This September we are running a more in depth look at the shortlists for the eight cuts gallery literature prize . All these people and projects are amazing. Please, although you can get to know them here, get to know their sites, and bookmark them all.
It feels like a good time for literature in translation. That statement also feels long overdue.
One of the most exciting things to happen this year has been the emergence of Peirene Press, a small publishing house devoted to bringing us the best literature in translation. There are so many things to love about Periene that it’s hard to know where to start or stop, so I will concentrate on three things
I first came across Peirene when the wonderful book blog Farmlanebooks put me onto their edition of Veronique Olmi’s chilling, intense, elegiac Beside the Sea, an almost-unreadable-but-just-about-not-so-with-the-result-it’s-unputdownable dissection of the dark side of a mother’s love. They have gone on to publish two more books of equal power, both looking at the world as seen through women’s eyes, Maria Barbal’s Stone in a Landslide and Friedrich Christian Delius’ Portrait of the Mother as a Young Woman. I love that these books are produced and presented with incredible care (they look and feel exquisite) yet beneath the attention to detail of the thing itself these are three incredibly powerful stories – they are absolutely cutting edge but in a very quiet, understated way. And all the more powerful for it.

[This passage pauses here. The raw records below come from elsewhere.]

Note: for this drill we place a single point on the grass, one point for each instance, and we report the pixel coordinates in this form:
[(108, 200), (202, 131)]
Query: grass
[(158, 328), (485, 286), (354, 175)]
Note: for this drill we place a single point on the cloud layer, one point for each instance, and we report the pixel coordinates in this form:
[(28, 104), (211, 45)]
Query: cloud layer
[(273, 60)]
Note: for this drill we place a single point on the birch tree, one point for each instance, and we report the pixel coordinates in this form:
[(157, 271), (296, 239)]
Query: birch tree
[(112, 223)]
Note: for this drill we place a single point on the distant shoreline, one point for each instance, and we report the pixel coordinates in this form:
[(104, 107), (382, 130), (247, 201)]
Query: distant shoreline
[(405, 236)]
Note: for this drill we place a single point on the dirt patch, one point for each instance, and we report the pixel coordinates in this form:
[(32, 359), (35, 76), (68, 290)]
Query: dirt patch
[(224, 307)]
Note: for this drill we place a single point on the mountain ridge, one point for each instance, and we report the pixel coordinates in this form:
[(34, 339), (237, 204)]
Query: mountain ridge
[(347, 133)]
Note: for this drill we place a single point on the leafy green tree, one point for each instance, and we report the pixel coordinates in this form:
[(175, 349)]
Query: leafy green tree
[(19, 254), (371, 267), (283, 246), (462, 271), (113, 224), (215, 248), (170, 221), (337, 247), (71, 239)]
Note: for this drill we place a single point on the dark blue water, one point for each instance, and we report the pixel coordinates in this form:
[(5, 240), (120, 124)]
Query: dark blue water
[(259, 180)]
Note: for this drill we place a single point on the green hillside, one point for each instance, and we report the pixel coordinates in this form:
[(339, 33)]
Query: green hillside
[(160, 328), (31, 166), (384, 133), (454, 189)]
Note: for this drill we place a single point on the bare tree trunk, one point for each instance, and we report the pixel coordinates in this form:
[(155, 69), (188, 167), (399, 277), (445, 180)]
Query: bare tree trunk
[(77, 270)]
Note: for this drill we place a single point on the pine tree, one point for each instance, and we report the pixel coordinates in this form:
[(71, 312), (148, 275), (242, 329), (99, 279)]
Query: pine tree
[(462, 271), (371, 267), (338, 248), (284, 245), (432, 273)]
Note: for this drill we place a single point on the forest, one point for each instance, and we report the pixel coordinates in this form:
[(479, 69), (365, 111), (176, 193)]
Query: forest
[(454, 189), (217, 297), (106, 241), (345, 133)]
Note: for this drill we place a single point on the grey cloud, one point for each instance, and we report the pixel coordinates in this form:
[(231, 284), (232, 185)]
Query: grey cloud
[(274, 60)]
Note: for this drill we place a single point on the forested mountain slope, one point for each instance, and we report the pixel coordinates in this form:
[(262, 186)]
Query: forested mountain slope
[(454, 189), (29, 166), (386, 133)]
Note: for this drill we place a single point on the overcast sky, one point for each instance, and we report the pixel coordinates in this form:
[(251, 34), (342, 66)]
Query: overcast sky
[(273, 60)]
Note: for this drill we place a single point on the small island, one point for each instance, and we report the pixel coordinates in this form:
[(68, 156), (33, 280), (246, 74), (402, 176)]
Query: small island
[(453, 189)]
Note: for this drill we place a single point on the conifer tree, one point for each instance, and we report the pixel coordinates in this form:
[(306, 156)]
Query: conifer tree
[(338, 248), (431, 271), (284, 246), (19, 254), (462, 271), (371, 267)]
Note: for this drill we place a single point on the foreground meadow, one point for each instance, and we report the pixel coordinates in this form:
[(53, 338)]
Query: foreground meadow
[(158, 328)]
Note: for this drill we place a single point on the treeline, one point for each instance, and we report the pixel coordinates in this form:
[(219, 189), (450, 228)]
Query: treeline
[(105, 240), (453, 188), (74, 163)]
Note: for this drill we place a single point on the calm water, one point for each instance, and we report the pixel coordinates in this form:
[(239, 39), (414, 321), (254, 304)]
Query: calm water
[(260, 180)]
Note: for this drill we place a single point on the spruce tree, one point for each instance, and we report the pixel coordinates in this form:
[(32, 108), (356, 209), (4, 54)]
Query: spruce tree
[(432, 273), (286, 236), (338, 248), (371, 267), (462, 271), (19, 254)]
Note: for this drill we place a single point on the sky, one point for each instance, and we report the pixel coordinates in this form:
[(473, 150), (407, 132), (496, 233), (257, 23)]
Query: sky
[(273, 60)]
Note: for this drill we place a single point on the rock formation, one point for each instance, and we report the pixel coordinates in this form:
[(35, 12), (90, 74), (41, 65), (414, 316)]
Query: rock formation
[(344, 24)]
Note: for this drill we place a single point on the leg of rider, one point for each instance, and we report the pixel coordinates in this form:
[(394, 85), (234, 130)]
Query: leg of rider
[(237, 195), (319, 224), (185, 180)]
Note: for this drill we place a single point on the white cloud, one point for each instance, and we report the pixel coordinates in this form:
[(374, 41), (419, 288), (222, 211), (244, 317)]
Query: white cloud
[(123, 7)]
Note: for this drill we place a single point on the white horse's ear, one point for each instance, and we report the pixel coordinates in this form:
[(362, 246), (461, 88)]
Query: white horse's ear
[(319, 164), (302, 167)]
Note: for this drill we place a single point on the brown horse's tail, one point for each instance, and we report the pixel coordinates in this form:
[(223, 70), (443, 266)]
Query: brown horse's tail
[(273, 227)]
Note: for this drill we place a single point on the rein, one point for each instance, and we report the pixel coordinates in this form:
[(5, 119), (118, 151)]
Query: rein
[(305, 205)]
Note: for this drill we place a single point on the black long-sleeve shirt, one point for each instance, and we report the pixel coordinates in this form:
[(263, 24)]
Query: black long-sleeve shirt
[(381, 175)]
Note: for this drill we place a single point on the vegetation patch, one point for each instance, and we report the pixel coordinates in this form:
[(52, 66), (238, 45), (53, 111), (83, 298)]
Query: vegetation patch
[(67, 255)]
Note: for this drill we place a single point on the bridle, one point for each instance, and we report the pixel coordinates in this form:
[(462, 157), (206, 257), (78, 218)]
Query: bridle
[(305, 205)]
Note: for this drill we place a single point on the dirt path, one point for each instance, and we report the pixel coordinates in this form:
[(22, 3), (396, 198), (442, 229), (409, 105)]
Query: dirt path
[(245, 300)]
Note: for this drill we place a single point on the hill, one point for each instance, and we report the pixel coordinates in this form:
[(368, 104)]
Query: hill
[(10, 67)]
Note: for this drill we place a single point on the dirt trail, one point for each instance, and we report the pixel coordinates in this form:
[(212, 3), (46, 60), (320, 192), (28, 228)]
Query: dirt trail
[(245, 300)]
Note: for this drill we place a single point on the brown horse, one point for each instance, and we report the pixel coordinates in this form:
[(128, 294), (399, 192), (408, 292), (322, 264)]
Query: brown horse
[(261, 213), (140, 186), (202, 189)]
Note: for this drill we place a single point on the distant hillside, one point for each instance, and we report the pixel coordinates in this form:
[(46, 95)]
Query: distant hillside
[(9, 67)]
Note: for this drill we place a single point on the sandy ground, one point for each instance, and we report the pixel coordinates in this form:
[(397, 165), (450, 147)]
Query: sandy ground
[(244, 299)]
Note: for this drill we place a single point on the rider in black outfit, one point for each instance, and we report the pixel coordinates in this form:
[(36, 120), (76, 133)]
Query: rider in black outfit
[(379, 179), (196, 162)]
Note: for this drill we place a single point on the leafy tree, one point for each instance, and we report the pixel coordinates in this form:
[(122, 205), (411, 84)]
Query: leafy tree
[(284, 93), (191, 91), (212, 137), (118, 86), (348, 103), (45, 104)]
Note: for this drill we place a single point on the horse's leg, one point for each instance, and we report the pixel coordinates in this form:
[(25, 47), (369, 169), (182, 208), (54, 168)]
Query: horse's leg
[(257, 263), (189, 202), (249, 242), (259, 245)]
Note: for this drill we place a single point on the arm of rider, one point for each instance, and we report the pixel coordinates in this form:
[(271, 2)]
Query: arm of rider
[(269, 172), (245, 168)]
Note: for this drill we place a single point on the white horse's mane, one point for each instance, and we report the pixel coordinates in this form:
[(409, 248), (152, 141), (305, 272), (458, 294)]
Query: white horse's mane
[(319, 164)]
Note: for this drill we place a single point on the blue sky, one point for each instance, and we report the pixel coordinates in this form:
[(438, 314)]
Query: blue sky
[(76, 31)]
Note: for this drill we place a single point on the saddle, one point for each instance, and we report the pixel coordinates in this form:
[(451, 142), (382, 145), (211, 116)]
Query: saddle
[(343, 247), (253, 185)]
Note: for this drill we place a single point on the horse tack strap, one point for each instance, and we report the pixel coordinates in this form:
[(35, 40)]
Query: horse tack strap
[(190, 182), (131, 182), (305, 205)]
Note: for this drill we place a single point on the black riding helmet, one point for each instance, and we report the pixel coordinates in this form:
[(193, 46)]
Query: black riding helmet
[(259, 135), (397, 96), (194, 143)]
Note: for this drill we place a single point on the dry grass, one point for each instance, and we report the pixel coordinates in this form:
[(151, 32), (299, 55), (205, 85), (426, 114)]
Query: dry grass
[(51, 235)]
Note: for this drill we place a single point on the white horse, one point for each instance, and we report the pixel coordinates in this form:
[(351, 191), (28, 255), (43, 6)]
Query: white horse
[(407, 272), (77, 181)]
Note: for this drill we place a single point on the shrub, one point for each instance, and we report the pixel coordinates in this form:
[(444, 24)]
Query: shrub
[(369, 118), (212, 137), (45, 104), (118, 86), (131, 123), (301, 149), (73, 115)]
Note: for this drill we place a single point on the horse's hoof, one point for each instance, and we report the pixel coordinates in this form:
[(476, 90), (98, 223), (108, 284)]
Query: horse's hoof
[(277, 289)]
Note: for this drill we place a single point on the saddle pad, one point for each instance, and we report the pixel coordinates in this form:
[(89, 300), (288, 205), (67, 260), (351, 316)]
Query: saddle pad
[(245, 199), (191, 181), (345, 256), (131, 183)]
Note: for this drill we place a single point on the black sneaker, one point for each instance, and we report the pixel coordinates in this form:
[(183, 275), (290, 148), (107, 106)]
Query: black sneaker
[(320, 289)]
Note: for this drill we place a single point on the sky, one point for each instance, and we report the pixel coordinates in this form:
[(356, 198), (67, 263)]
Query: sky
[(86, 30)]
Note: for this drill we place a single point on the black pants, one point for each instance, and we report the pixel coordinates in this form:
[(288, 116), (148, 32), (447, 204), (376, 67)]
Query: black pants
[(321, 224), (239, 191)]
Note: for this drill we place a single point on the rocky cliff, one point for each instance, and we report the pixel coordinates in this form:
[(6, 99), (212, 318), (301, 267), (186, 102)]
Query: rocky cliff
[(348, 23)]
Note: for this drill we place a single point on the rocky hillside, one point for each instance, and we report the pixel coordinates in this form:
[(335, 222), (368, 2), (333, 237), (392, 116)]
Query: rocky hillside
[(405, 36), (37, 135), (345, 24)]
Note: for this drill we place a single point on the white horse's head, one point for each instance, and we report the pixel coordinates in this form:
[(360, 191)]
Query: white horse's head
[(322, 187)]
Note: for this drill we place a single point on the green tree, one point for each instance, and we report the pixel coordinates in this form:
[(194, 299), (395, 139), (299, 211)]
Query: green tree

A quietly confident vision that extends beyond the books
Peirene is more than just a press. This is something I’m seeing more of, and I like it very much (I will say more about this in my piece on And Other Stories, another amazing literature in translation project). There is also a regular Salon featuring readings from the Peirene authors, and Q & A sessions at the home of one of the press’ founders. I love that they are building a community around their books, getting readers excited and drawing them in, and helping to pose and think about serious questions together. eight cuts gallery regulars will know this is one of our issues with modern “high literature” – it has abandoned the common pursuit of knowledge, truth and beauty in favour of frivolity and hipness. Peirene demonstrates that serious commitment to all these things is possible without sacrificing warmth and heart. Their blog also contains monthly reflections on aesthetics that manage to say just enough to stimuate the mind without ever drowning it.
A strong sense of positive curation
Peirene doesn’t just do “literature in translation”, plucking out worthy titles for our consideration. Its portfolio tells us as much of a story as the books themselves do. First, Peirene books are all a certain length, around 120 pages – they have been selected to redress a balance, form part of a whole, and, as with everything else, with care.
I’d like to quote at length from an article Meike Ziervogel wrote about setting up Peirene, because it epitomises what I love about their farsightedness. She states that she wants
“to create a community of booklovers. Peirene has a strong, recognizable branding. I would love future readers to buy these books not for the individual title but because they trust Peirene to make a good selection. A sort of European literary book society which sends you a few times a year – but not too often! – a small, fascinating book you can read in an evening.”
That this is a proper, thought-through collection is evident from next year’s books. 2011 sees the release of Tomorrow Pamplona, Next World Novella and Maybe This Time, books that see the world through male eyes. The juxtaposition is intriguing, and founder Meike has clearly thought about it a great deal, to the extent that she’s written a fascinating reflection on whether there is male and female fiction, or male and female expressions of character.
Peirene are not just presenting English-speaking readers with fantastic books they wouldn’t otherwise get to read, they are making readers think. Beyond and between their books. I have spent a lot of time asking mainstream publishers to explain what they bring to the table that couldn’t be achieved without them. This kind of quiet, expert, attentive, thoughtful curation, and the creation of a community, is the best answer I have come across.